Bruce asked for five years to get us to the Maryland Hunt Cup. The next few years were full of lots of firsts. Solo would hunt in Virginia in the autumn, get a break in December and then go to Bruce in January. We would drive up to Unionville, Pa., every weekend, ride sets, and then fox hunt with Cheshire. Solo loved the three-railers around the Cheshire hunt country with a particular favorite the Brooklawn double. Bruce had the field with a bunch of jockeys behind him scrubbing into every fence. Solo and I learned together how to ride in company with Chip and Blythe Miller and Sean Clancy.
We rode lots of point-to-points in Pennsylvania, Maryland, and Virginia, making an appearance at the Virginia Gold Cup in 1997 for the Paul Mellon and finishing second. Our first ride under rules was 1998 at My Lady’s Manor. We were popped out of the tack at fence five only to go back to the Grand National the following week for a second. Solo loved that last stretch at the Grand National as you turned toward home with five fences bunched together. Bruce calls it the toughest timber finish anywhere.
By 1999, Bruce believed we were ready to give the Maryland Hunt Cup its first try. I had forgotten my silks and was wearing Janell’s purple shirt. Our under-girth broke as riders were put up in the saddle. Anne Moran lent me her extra girth. We finished sixth out of eight starters, having sat third through three miles. Welter Weight won.

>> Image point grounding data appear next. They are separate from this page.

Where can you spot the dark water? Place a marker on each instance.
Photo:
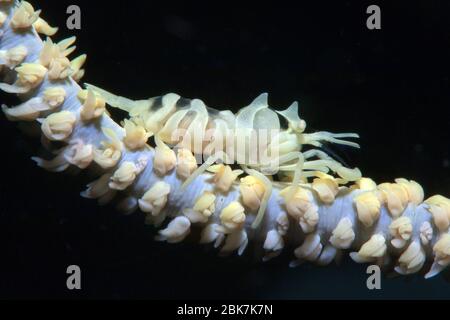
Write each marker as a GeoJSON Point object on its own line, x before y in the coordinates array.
{"type": "Point", "coordinates": [390, 85]}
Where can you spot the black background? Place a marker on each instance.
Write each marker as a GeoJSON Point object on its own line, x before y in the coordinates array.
{"type": "Point", "coordinates": [390, 86]}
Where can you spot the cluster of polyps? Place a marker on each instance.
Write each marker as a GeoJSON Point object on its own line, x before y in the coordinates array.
{"type": "Point", "coordinates": [322, 217]}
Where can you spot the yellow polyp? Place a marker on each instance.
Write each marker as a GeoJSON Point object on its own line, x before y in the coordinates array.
{"type": "Point", "coordinates": [439, 207]}
{"type": "Point", "coordinates": [43, 27]}
{"type": "Point", "coordinates": [299, 205]}
{"type": "Point", "coordinates": [401, 230]}
{"type": "Point", "coordinates": [124, 176]}
{"type": "Point", "coordinates": [366, 184]}
{"type": "Point", "coordinates": [203, 209]}
{"type": "Point", "coordinates": [442, 250]}
{"type": "Point", "coordinates": [412, 259]}
{"type": "Point", "coordinates": [441, 218]}
{"type": "Point", "coordinates": [165, 159]}
{"type": "Point", "coordinates": [31, 74]}
{"type": "Point", "coordinates": [368, 208]}
{"type": "Point", "coordinates": [59, 69]}
{"type": "Point", "coordinates": [65, 44]}
{"type": "Point", "coordinates": [15, 56]}
{"type": "Point", "coordinates": [395, 196]}
{"type": "Point", "coordinates": [414, 190]}
{"type": "Point", "coordinates": [24, 16]}
{"type": "Point", "coordinates": [224, 176]}
{"type": "Point", "coordinates": [343, 235]}
{"type": "Point", "coordinates": [205, 204]}
{"type": "Point", "coordinates": [58, 126]}
{"type": "Point", "coordinates": [76, 66]}
{"type": "Point", "coordinates": [252, 191]}
{"type": "Point", "coordinates": [233, 216]}
{"type": "Point", "coordinates": [54, 96]}
{"type": "Point", "coordinates": [3, 18]}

That fall we won the Virginia Field Hunter Championship together at Fairfax Hunt. The following spring of 2000, we returned to the Hunt Cup in a field of six and finished fourth. Solo jumped into second at the water jump but the hill took too much out of him. There is a great Janet Hitchen photo of Solo’s knees up by his ears and Jack Fisher’s feet above the saddle on Emerald Action over the water jump.
The next year, 2001, Bruce had Solo at another level of fitness. As we rode out to the course to fence one, Solo looked out over Tufton Avenue at fence three. He was relaxed and at ease. Solo was home on his favorite course and we knew it. Earlier in the day, Joe Cassidy told us to run our race and let Solo go out front at the start like he would and make the field come to me. At 17 hands with a long galloping stride we sprinted to the front and at one point were 75 lengths in the lead and never gave up the lead even as Welter Weight tried to make his customary sprint after 16. We finished 12 lengths on front in 8:38:60, which stands as the sixth-fastest time in the Maryland Hunt Cup’s 124-year history.
Solo Lord was my friend, partner, and a once-in-a-lifetime horse. Thank you for the great times. You will be missed.